Bob Lutz isn't afraid to roll the dice, especially when he sees the possibility of hitting the jackpot.

That explains why the former vice chairman of General Motors, who now plays a leadership role with VL Automotive, is teaming up with Chinese auto parts supplier Wanxiang Group in a bid to buy the ailing Fisker.

CNBC has been unable to reach Lutz for a comment on the bid, but sources confirm the VL Automotive-Wainxing bid is one of three offers to buy Fisker.

No other details have been revealed about how much Lutz and his Chinese partners are offering, but it would include buying Fisker through a pre-packaged bankruptcy. Bankruptcy is important because it would allow the company's new owners—whether VL Automotive-Wanxiang or another bidder—to get a stripped-down automaker with a clean balance sheet.

However, it's unclear whether Fisker's $171 million loan with the Department of Energy would be involved in a bankruptcy filing.

(Read More: Fisker Fires Most of Its Rank-and-File Employees)

Lutz On Starting Up an Automaker

Two weeks ago, I talked with Lutz about the state of the auto industry, the slow growth in sales of electric cars and what it takes to start up an automaker. "Getting into the automobile business is not for the faint of heart," he told me.

"We are not spending very much money, so I think we are going to be very profitable. What most of these people do is they spend a ton of money upfront, go hugely into debt, get a big headquarters staff, have 300 or 400 people working for them and it just doesn't compute."

Lutz started VL Automotive with Gilbert Villareal and rolled out a prototype of the Destino at the Detroit Auto Show earlier this year. The Destino is essentially the Fisker Karma with the electric drive train replaced by a V-8 Corvette engine.

Never one to shy from hyping his latest venture, Lutz said last month that there is brisk demand for the Destino, which will sell for more than $175,000.

So Why Would Lutz Want to Buy Fisker, an Electric Car Company?

It would be a win-win for VL Automotive and Wanxiang.

VL Automotive guarantees parts for the Destino, and the Finland plant where the Karma is built has the tooling in place to fire up production again.

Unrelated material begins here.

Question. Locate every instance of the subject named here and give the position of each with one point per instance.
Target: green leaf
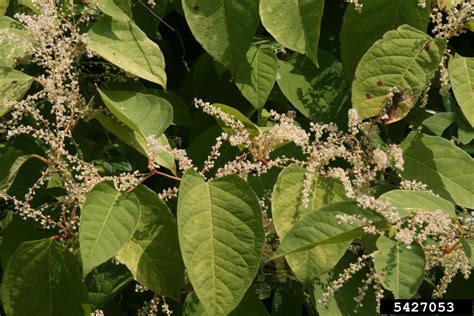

Wanxiang would get greater access to the U.S. market and Fisker's electric car technology. The Chinese firm recently bought the electric-car battery maker A123 out of bankruptcy.

Bob Lutz
Getty Images
Bob Lutz

Would Lutz Want an Electric Car?

Part of what makes the possibility of Lutz and Wainxing buying Fisker so intriguing is because Lutz has a colorful track record when it comes to assessing environmental issues. Remember, just five years ago Lutz called the idea of global warming a "crock of &%&#".

Those comments overshadow the fact that Lutz understands the potential of the electric car. When has was at GM and it unveiled the Chevy Volt, Lutz was an early advocate to speed up the car's development.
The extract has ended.